Ok if you’ve read up to here, you should know what $\mathbf{F}L$, and $\mu_L$ are (note that I am intentionally avoiding the use of the term “momentum” because as mentioned in the beginning, that is extremely overused). Let us now write these objects down in coordinates (you should actually be able to put things together using the various links, but I’ll summarize here)
The fiber-derivative is a map $\mathbf{F}L:TQ\to T^*Q$, and we have that for each $\xi_a\in T_aQ$, the object $(\mathbf{F}L)_{\xi_a}\in T_a^*Q$ is a covector, which in terms of coordinate charts can be written as $(\mathbf{F}L)_{\xi_a}=\frac{\partial L}{\partial v^i}\big\rvert_{\xi_a}\cdot (dx^i)_{a}$. Or, as an equality of maps, \begin{align} (\mathbf{F}L)\bigg|_{TU}&=\frac{\partial L}{\partial v^i}\cdot ((dx^i)\circ \pi_{TQ}). \end{align} Note the order of brackets, and composition. Note also that since $\mathbf{F}L$ takes values in $T^*Q$, we need to use the basis covectors $dx^i$, where $x^i$ are coordinate functions defined on the base manifold (as opposed to $dq^i$).

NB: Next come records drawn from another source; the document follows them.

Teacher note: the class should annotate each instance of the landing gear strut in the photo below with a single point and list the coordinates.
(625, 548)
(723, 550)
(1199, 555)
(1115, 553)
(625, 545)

As mentioned in the first link, we have that $\mu_L=\frac{\partial L}{\partial v^i}\,dq^i$, where now $q^i:TU\to\Bbb{R}$ are the coordinate functions on the tangent bundle (we don’t use $dx^i$ here). Now, $\mu_L$ is correctly a differential 1-form on the tangent bundle $TQ$, i.e $\mu_L\in \Gamma(T^*(TQ))=\Omega^1(TQ)$. As you can see from here, $\mathbf{F}L\neq \mu_L$, because they’re not even the same type of object. Note that $dq^i\neq (dx^i)\circ \pi_{TQ}$
What then is the relationship between the fiber derivative $\mathbf{F}_L$ and the “momentum 1-form” $\mu_L$, in an abstract sense? Well, if we let $\theta$ denote the tautological 1-form on the cotangent bundle, then $\mu_L= (\mathbf{F}L)^*\theta$. You can verify this abstractly, or note that $\theta$ (which already has a well-known coordinate-free definition) can be written in terms of cotangent-bundle coordinates as $\theta=p_i\,dz^i$. So, \begin{align} (\mathbf{F}L)^*(\theta)&=(\mathbf{F}L)^*(p_i\,dz^i)\\ &=((\mathbf{F}L)^*p_i)\cdot d((\mathbf{F}L)^*z^i)\\ &=(p_i\circ \mathbf{F}L)\cdot d(z^i\circ \mathbf{F}L)\\ &=\frac{\partial L}{\partial v^i}\,dq^i\\ &=\mu_L. \end{align} If you want, you can take this equality as a definition for $\mu_L$, or you can start with the more primitive definition (as I did in the link) and prove this equality as a theorem.
4. Summary
Hopefully this clarifies what the notation stands for, how the various notions are related, when to use which basis covectors, and what is defined where.